SUSPENDED STEP OF THE STORK, THE

THE SUSPENDED STEP OF THE STORK (TO METEORO VIMA TOU PELARGOU)

(director/writer: Theo Angelopoulos; screenwriters: Tonino Guerra/Petros Markaris/Thanassis Voltinos; cinematographers: Yorgos Arvanitis /Andreas Sinanos; editor: Giannis Tsitsopoulos; music: Helena Karaindrou; cast: Gregory Karr (Alexandre), Marcello Mastroianni (The Refugee Politician), Dora Chrysikou (The Young Girl), Jeanne Moreau (The Wife), Ilias Logothetis (The Colonel), Nadia Mourouzi (Alexandre’s friend), Dimitris Poulikakos (Chief Photographer); Runtime: 136; MPAA Rating: NR; producers: Mr. Angelopoulos/Bruno Pesery; PAL format; 1991-Greece/France/Italy/Switzerland-in Greek with English subtitles)

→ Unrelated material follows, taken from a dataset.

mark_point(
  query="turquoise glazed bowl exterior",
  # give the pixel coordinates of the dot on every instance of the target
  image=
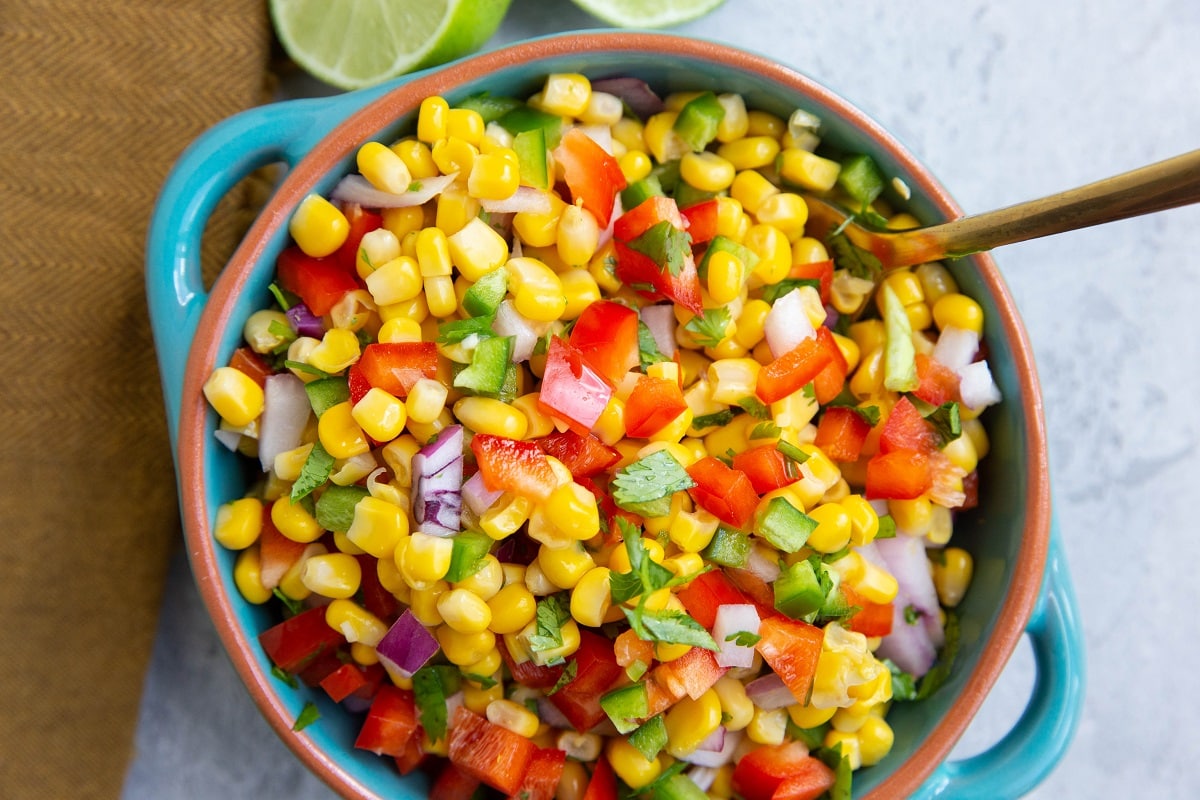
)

“A static pic, where for the most part nothing happens and everything seems hopeless.”

Reviewed by Dennis Schwartz

The first film in a trilogy of “Border” films by the great Greek filmmaker Theo Angelopoulos(“Landscape in the Mist”/”Voyage to Cythera”/”Eternity and A Day”) is a static pic, where for the most part nothing happens and everything seems hopeless. Writers Angelopoulos, Tonino Guerra, Petros Markaris and Thanassis Voltinos offer sparse dialogue and rely more on the stunning images of alienation and deracination to tell a haunting refugee story that focuses on the last forty years of Greek history in the 20th century and the political vacuum that pervades so nothing good can result. The man-made borders are perceived as a bourgeois conception of history, and that Greece is castigated for being so insular in not accepting other races and cultures.

It opens with the knowledge that a mass suicide of Asian refugees occurred when they were turned away from asylum in Greece and chose instead to throw themselves in the ocean and drown rather than return to their homeland.

A television journalist from Athens, Alexandre (Gregory Karr), is covering the flight of Albanian, Kurdistan and Iranian refugees into Greece and spots a middle-aged man he believes was a promising high ranking Greek politician (Marcello Mastroianni) and award winning author of Despair at the End, who disappeared years earlier and though assumed dead is now possibly living an impoverished life selling potatoes among the refugees in the extreme north, on the Albanian border, and the journalist contacts his former wealthy French wife (Jeanne Moreau) in the hopes of getting verification that it is him and thereby an even bigger scoop for him.

While covering the story set during Christmas time in a dreary northern border town and aided in his search by the cynical military commander (Ilias Logothetis) of an outpost that guards the border, Alexandre becomes increasingly haunted with the statesman’s disappearance itself and is curious about his attraction to a mysterious young woman (Dora Chrysikou) whose childhood sweetheart remains separated at the border by the Evros River.

Angelopoulos’ pic is all images, as it lets on his disgust for Greece’s part played in the inhumane treatment of refugees, that his countrymen who should know better remain silent and that a culture of exclusion enabled by artificial borders prevents an interconnected global village from being part of Greece’s contribution to the world.

The high-minded theme might strike a chord with people of good will throughout the world and those who look for simple answers to complex problems, but to take in such an overlong, tedious and awkwardly presented pushy one-sided political piece, is not my idea of good film-making–despite the film-makers deservedly good rep.

Not only is the uneven pic strained, but so is the title. It refers to the reporter holdingone foot suspended in the air, at the Greek-Albanian border, which has him supposedly looking like a stork and the viewer is supposed to see that by putting his foot over the line it might mean a life or death decision.